How the Unruh effect affects transition between classical and quantum decoherences

TL;DR

This paper explores how the Unruh effect influences the transition from quantum to classical decoherence in quantum systems, revealing temperature-dependent effects on correlation dynamics and transition times.

Contribution

It provides a detailed analysis of the Unruh effect's impact on decoherence transitions for various initial states and noise channels, highlighting temperature-dependent behaviors.

Findings

Quantum decoherence occurs before the transition time in the Unruh frame.

Classical correlations are affected by Unruh temperature and differ for various noise channels.

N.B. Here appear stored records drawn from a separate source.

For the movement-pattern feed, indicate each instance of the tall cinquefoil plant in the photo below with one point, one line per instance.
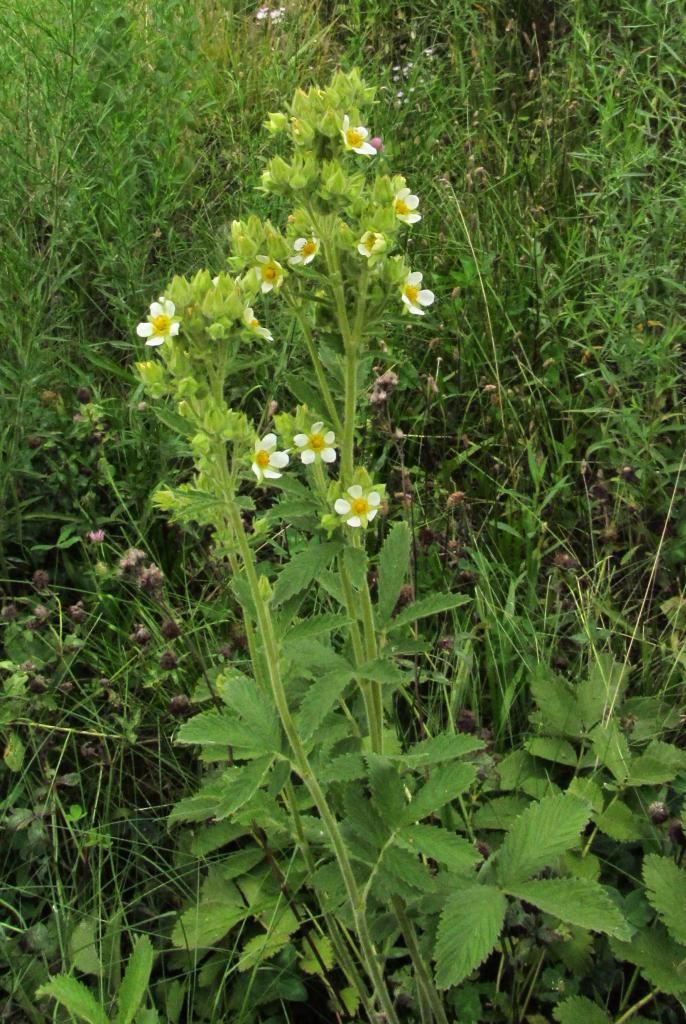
(298, 743)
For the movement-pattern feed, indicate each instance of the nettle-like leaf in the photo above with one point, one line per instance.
(393, 563)
(75, 997)
(444, 783)
(545, 832)
(468, 931)
(666, 889)
(302, 569)
(579, 1010)
(557, 712)
(458, 854)
(575, 901)
(319, 698)
(134, 983)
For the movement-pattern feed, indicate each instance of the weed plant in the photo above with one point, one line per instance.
(530, 431)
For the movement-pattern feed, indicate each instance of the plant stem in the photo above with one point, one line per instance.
(302, 766)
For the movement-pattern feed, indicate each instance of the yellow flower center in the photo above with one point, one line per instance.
(162, 324)
(262, 459)
(354, 138)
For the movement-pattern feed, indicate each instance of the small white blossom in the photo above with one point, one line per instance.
(404, 206)
(266, 461)
(359, 508)
(355, 139)
(371, 244)
(413, 296)
(316, 444)
(251, 322)
(270, 273)
(161, 324)
(305, 251)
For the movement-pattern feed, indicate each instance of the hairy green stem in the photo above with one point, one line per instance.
(303, 768)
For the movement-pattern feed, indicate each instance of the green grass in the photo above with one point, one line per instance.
(548, 386)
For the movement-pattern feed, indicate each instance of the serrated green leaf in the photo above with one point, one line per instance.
(579, 1010)
(433, 605)
(553, 749)
(393, 564)
(445, 747)
(468, 932)
(666, 889)
(619, 822)
(444, 783)
(303, 567)
(557, 711)
(135, 980)
(659, 958)
(344, 768)
(576, 901)
(387, 791)
(440, 845)
(75, 997)
(319, 698)
(545, 830)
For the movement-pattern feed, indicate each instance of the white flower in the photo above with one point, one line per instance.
(413, 297)
(270, 273)
(251, 322)
(305, 251)
(355, 139)
(266, 461)
(404, 206)
(316, 444)
(361, 507)
(161, 324)
(371, 244)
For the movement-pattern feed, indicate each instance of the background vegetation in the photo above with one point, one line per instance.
(533, 439)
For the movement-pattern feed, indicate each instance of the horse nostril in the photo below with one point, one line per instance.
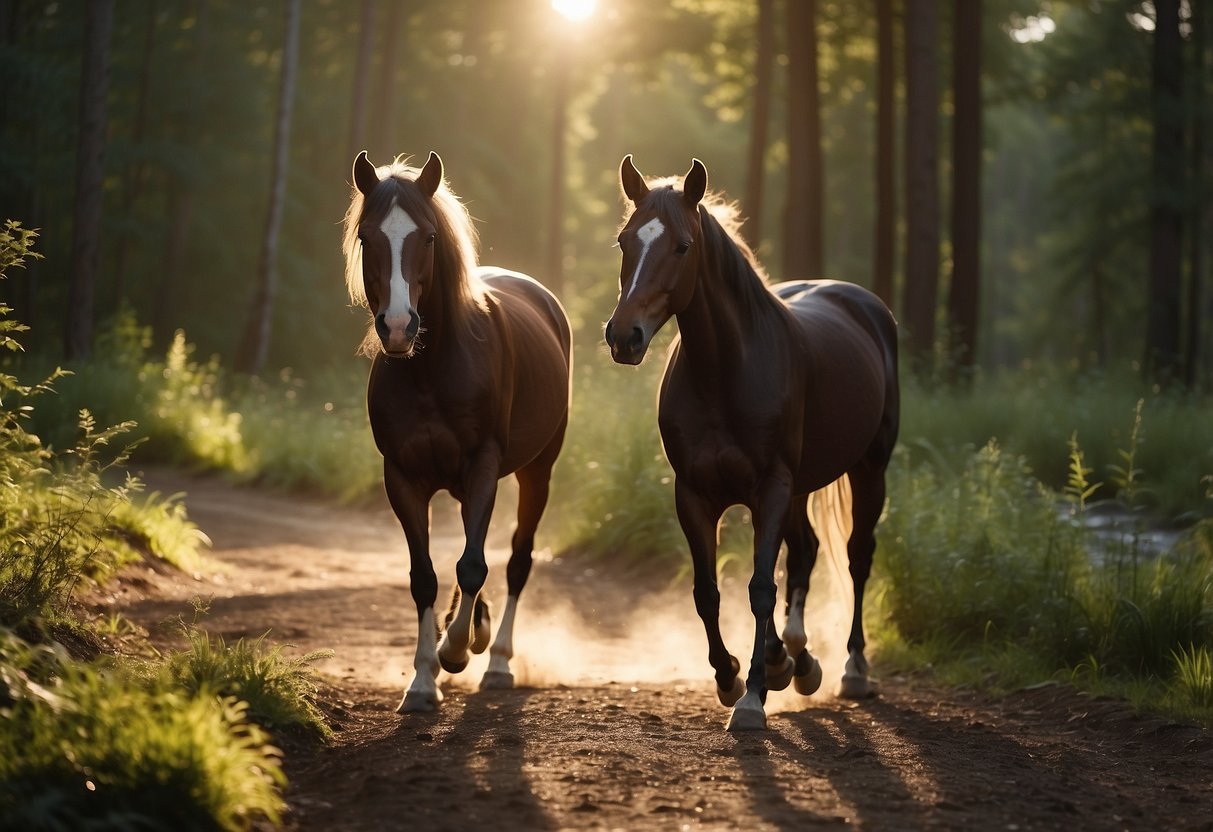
(637, 338)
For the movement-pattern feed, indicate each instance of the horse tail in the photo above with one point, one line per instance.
(831, 518)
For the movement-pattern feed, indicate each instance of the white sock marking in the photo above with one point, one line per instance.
(502, 649)
(425, 662)
(795, 637)
(648, 233)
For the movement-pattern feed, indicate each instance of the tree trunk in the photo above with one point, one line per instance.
(886, 193)
(803, 216)
(90, 175)
(362, 75)
(756, 164)
(1199, 21)
(255, 345)
(922, 182)
(180, 195)
(553, 272)
(966, 284)
(1166, 216)
(385, 109)
(137, 172)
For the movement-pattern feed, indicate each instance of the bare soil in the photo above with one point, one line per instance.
(615, 724)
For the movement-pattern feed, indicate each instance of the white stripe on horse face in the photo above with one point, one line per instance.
(397, 226)
(647, 233)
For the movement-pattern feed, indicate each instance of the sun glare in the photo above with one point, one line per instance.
(575, 10)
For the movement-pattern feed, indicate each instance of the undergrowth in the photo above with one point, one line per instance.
(109, 742)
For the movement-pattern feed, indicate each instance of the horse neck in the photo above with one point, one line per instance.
(727, 311)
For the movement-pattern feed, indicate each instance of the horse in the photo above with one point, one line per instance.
(769, 394)
(468, 383)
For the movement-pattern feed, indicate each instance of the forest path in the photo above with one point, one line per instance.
(616, 725)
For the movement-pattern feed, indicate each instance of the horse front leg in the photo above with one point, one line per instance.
(699, 519)
(802, 554)
(411, 508)
(534, 483)
(471, 571)
(769, 513)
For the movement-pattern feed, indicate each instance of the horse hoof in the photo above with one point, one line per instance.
(497, 681)
(729, 697)
(747, 718)
(420, 701)
(856, 687)
(808, 678)
(778, 676)
(450, 665)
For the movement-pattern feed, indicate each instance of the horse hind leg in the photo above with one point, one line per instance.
(802, 554)
(867, 501)
(534, 484)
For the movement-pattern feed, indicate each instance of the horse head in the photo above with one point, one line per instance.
(397, 232)
(660, 257)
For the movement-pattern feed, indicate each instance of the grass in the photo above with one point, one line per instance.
(85, 746)
(109, 744)
(279, 693)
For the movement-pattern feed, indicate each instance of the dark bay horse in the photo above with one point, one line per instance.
(769, 394)
(470, 383)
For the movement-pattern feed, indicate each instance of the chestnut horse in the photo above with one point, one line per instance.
(470, 383)
(769, 394)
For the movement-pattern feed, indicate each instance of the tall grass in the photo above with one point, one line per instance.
(89, 747)
(279, 691)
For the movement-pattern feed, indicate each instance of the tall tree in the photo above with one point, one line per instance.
(184, 125)
(803, 255)
(966, 284)
(886, 192)
(255, 345)
(756, 163)
(1162, 357)
(921, 172)
(362, 75)
(137, 172)
(1199, 21)
(386, 141)
(553, 272)
(90, 174)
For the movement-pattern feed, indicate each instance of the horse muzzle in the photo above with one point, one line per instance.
(396, 340)
(627, 348)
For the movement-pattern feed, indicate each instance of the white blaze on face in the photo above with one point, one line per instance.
(397, 226)
(648, 233)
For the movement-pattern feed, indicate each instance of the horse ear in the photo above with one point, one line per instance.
(431, 175)
(365, 178)
(695, 183)
(633, 183)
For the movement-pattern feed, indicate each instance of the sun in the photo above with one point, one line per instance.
(575, 10)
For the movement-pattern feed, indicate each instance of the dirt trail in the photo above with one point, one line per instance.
(618, 727)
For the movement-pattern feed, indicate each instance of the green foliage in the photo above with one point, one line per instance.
(87, 747)
(1034, 411)
(61, 524)
(981, 568)
(1195, 674)
(279, 691)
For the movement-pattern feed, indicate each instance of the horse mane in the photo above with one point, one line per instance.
(724, 246)
(455, 245)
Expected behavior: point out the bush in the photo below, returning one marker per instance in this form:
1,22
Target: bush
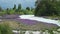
5,29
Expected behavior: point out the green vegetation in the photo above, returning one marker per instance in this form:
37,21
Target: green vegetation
5,29
47,8
16,10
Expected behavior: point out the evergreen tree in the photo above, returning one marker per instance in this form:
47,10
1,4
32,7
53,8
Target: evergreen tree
14,8
46,8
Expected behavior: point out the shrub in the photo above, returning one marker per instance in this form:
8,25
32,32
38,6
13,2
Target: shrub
5,29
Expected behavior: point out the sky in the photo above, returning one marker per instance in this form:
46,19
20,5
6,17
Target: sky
10,3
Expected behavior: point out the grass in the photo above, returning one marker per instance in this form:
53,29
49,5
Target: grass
6,26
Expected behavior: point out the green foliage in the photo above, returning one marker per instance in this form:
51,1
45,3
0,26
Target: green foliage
14,8
19,7
27,8
47,8
5,29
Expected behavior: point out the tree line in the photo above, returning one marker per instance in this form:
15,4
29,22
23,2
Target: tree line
47,8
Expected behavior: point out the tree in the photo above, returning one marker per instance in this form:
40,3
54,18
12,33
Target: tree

Transition times vary with Unruh temperature, increasing for phase flips and decreasing for bit flips.

Abstract

We investigate how the Unruh effect affects the transition between classical and quantum decoherences for a general class of initial states and find that: $(i)$ The quantum decoherence exists while $\lambda t\leq\lambda \widetilde{t}$ (the transition time) and the classical one can also affect the system's evolution while $\lambda t\geq\lambda\widetilde{t}$ for both the bit and phase-bit flips, which are different from the cases in inertial frame; $(ii)$ The classical correlations will be different constants corresponding to different Unruh temperature and the quantum decoherence still dominates the evolution of system as $\lambda t\geq\lambda\widetilde{t}$ for the phase flip; And $(iii)$ as the Unruh temperature increases, the $\lambda\widetilde{t}$, compared with that in inertial frame, will be bigger for phase flip but smaller for bit flip. However, the $\lambda\widetilde{t}$ does not change no matter what the Unruh effect is for phase-bit flip.